El 2 de julio marca una fecha especial para los entusiastas de los ovnis, aunque no sea reconocido oficialmente por Naciones Unidas. World UFO Day, un sitio web dedicado a difundir información sobre ovnis, ha establecido esta fecha con el propósito de «dar a conocer el Día Mundial de los Ovnis» y compartir información verídica y útil sobre el tema, alejándose en la medida de lo posible de la especulación.
Sin embargo, resulta sorprendente que se haya elegido el 2 de julio para conmemorar la presunta caída de un ovni en Roswell (Nuevo México, Estados Unidos) un día como este, en 1947. Esta idea figura entre las teorías de conspiración más populares de todos los tiempos.

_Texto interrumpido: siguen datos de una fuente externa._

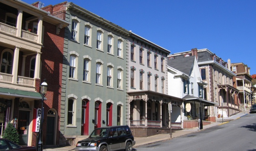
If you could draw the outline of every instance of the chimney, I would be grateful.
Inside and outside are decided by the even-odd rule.
[[[195,55],[196,57],[197,61],[198,60],[198,55],[197,54],[197,48],[193,48],[191,49],[191,55]]]

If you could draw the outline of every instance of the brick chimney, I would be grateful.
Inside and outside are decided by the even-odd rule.
[[[193,48],[191,49],[191,55],[195,55],[196,57],[197,60],[198,60],[198,55],[197,54],[197,48]]]

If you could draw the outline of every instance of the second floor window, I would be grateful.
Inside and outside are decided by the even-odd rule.
[[[131,46],[131,60],[134,60],[134,46]]]
[[[202,79],[203,80],[206,79],[205,69],[201,69],[201,77],[202,77]]]
[[[87,26],[85,28],[84,44],[89,45],[90,42],[90,28]]]
[[[97,46],[96,48],[98,49],[101,49],[101,33],[100,31],[97,32]]]
[[[108,37],[108,52],[112,53],[112,37],[111,36]]]

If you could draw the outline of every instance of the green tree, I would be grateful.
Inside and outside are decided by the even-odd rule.
[[[19,135],[16,129],[11,123],[9,122],[4,131],[3,138],[6,138],[15,143],[19,144]]]

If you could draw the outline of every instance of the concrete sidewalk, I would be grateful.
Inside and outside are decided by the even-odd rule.
[[[239,118],[248,114],[249,112],[249,110],[246,112],[243,111],[240,112],[230,117],[227,118],[219,118],[216,119],[216,122],[213,122],[211,124],[203,126],[203,129],[199,130],[198,127],[192,129],[185,129],[182,130],[175,131],[172,133],[172,137],[171,138],[170,134],[160,134],[158,135],[154,135],[148,137],[143,138],[134,138],[134,140],[136,141],[136,144],[134,146],[136,148],[136,146],[140,146],[143,145],[151,144],[159,141],[164,140],[171,139],[175,137],[178,137],[187,134],[196,133],[204,129],[213,127],[213,126],[217,126],[218,125],[224,124],[229,121],[236,120]],[[75,146],[69,146],[63,147],[54,147],[51,148],[46,148],[43,149],[43,151],[74,151],[74,149]]]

Pero, más allá de creyentes y escépticos, ¿quién no disfruta viendo películas como E.T. y quién no desearía tener vecinos cósmicos tan amigables?
La creencia en la existencia de vida extraterrestre inteligente no tiene un origen claramente identificable, pero el fenómeno ovni sí lo tiene. El 24 de junio de 1947, el empresario y piloto Kenneth Arnold estaba volando cerca del monte Rainier (Washington) cuando avistó lo que inicialmente describió como nueve objetos brillantes con forma de media luna que se movían como platillos saltando en el agua.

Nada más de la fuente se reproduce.